Schatten der Vergangenheit
Rot und Grün sind dieser Tage die prägendsten Farben des Stadtbildes. Fahnen in allen Grössen werden geschwungen. Die Menschen ziehen ihre besten Kleider an, besonders die Frauen wählen ihre Sarees und Salwar Kammes in den Nationalfarben. Blumenkränze unterstützen das Gesamtbild. Joy Bangla Rufe mischen sich in die tägliche Geräuschkulisse von hupenden Autos, fluchenden Rikschahfahrern und dem Rufen der Muezzins.

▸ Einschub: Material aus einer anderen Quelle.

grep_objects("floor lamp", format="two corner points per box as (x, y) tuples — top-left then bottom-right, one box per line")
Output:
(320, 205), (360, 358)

1971 war das Geburtsjahr von Bangladesch in seiner heutigen Form. In einem blutigen Unabhängigkeitskrieg kämpfte man sich von Pakistan los. Als Blutzoll mussten bis 3 Millionen Menschen ihr Leben lassen (die Offizielle Zahl ist 3 Millionen, andere, tiefer Schätzungen, werden per Gericht mit Bussgeldern bestraft).
Bangladesch war bis 1947 ein Teil British- Indiens. Bei der Aufspaltung dieses Riesen Reiches wurde Bangladesch unter dem Namen Ost- Pakistan, dem mehrheitlich Muslimischen Pakistan zugeordnet. Ausser Acht gelassen wurde bei dieser Trennung allerdings, dass die beiden Teile Pakistans, keine gemeinsame Sprache hatten und auch in ihrer Kultur sehr verschieden waren.
Ostpakistan wurde von der Westpakistanischen Regierung systematisch finanziell ausgeblutet. Und im Gegenzug sicherte man beim Indisch- Pakistanischen Kaschmirkonflikt nicht einmal die Bevölkerung und die Grenzen des östlichen Teils. Die Ostpakistanische Awami- Partei fuhr bei den Wahlen 1970 einen Erdrutschsieg ein. Sie hätten eine Regierung für den Gesamtstaat zu gute gehabt, was dazu führte, dass das Westpakistanische Militär eingriff.
Am nächsten Tag wurde die Unabhängigkeit Bangladeschs proklamiert und der 9 Montage Krieg begann. Er endete am 16. Dezember 1971 mit dem Sieg der Alliierten Bangladesch und Indien über Pakistan. Dieser 16. Dezember heisst seither Victoria Day und ist der Grund für die festliche Stimmung im Land.
Zwei Tage vor dem grossen Feiertag steht jedoch ein anderer, weitaus tragischerer Tag im Fokus.
Am 14. Dezember 1971, zwei Tage vor der Kapitulation Pakistans zogen Killerkommandos los, um die zukünftige Elite Bangladeschs zu töten. 200 Intellektuelle, darunter Lehrer, Journalisten, Physiker und Schriftsteller wurden aus ihren Häusern geholt und vor den Toren Dhakas hingerichtet.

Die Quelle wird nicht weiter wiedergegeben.